(Bloomberg) — Body Central Corp., a mall-based clothing retailer, is preparing a bankruptcy filing that could come within the next week, people familiar with the matter said.

The company is working with the accounting and consulting firm Richter, according to the people, who asked not to be identified because the discussions are private. Body Central, based in Jacksonville, Florida, said earlier today that it received a notice of default on $18 million in debt and is assessing strategic alternatives.

The company, which lost $70.2 million in the 12 months ended in September, is the latest seller of young women’s clothing to fight for survival. Shrinking foot traffic and encroachment by online sellers have put the squeeze on retailers that count on malls for their livelihood. Body Central, a four- decade-old chain that operates 265 stores in 28 states, had only $4.5 million in cash and equivalents as of Nov. 3.

Body Central fell 68 percent to 33 cents as of 3:13 p.m. in New York after its earlier announcement. The stock lost 97 percent of its value last year.

Timothy Benson, the retailer’s senior vice president of finance, didn’t respond to a request for comment. Richter, based in Montreal, also didn’t immediately return a request.

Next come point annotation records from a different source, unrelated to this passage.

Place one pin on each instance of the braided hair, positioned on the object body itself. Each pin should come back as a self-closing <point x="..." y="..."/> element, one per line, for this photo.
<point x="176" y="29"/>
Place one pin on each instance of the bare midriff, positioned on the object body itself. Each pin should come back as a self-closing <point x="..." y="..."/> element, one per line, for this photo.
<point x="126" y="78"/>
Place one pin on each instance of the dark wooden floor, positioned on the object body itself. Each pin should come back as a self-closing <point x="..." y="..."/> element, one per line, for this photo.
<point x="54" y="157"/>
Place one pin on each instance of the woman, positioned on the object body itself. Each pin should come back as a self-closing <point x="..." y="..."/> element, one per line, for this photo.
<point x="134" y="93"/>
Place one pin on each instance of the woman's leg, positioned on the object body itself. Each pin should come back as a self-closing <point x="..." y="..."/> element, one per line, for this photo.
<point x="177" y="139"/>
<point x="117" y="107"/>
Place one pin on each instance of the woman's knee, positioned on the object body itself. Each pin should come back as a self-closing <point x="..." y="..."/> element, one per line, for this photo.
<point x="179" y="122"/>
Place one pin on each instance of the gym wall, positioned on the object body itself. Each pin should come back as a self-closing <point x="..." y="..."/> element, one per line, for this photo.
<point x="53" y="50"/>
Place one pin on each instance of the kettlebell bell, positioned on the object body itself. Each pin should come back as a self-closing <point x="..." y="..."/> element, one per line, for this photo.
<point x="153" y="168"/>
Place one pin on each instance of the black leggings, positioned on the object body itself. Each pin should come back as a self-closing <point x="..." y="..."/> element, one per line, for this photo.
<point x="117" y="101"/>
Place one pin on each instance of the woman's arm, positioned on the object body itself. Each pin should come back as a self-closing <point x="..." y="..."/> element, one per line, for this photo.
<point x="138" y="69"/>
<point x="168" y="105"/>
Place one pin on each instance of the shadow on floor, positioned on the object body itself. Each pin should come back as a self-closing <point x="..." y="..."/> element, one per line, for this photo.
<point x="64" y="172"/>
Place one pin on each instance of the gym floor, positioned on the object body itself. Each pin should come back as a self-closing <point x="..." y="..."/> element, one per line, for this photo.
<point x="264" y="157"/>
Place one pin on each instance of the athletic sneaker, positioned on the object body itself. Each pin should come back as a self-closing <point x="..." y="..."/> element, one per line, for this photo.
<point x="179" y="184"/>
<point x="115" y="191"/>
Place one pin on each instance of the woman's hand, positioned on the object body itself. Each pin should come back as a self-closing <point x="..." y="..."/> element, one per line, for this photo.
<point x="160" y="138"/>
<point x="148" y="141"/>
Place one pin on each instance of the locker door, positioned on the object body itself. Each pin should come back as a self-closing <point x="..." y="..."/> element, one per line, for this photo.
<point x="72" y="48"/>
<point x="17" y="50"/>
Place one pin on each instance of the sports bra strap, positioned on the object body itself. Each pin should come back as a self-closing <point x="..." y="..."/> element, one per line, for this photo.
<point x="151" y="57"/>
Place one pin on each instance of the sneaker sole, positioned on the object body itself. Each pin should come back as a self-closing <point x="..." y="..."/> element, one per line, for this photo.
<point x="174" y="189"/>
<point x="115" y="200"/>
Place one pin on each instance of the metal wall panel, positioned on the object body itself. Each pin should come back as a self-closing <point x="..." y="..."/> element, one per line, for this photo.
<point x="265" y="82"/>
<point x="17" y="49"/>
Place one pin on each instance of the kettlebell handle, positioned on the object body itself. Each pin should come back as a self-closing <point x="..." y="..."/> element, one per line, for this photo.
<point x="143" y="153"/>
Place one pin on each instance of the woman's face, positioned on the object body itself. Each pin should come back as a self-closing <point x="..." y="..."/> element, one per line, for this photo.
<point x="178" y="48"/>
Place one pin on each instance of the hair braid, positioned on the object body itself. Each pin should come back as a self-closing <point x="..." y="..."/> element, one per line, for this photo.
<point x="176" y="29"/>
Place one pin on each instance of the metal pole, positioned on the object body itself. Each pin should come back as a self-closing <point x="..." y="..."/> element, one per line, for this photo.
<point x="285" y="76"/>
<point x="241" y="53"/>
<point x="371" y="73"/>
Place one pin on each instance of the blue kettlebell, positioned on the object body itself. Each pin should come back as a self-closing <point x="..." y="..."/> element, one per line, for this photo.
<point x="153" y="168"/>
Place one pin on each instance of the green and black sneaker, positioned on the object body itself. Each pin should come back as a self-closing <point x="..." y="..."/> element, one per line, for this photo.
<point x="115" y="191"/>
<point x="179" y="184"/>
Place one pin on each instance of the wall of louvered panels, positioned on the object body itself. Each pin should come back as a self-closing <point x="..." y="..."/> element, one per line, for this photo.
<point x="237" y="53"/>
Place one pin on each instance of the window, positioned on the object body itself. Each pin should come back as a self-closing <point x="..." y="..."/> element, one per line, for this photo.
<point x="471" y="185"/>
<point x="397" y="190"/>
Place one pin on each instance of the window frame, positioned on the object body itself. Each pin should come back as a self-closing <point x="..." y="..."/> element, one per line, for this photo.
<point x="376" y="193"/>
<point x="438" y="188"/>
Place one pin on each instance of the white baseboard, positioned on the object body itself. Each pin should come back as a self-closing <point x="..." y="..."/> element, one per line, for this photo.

Body Central also is in discussions about lining up additional financing, which could help with a reorganization after bankruptcy, another person said. Body Central said earlier today that it was suffering “significant liquidity challenges.”

Two other clothing chains — Deb Shops and Delia’s — filed for bankruptcy last month, hurt by competition from e-commerce sites and fast-fashion retailers. Wet Seal Inc., meanwhile, said today it will close about two-thirds of its locations as it strives to save cash after receiving a default notice on $27 million in notes.

Body Central was founded by Jerrold and Ronnie Rosenbaum, who opened their first store in Jacksonville in the early 1970s. It operates under the Body Central and Body Shop brands, mostly within malls.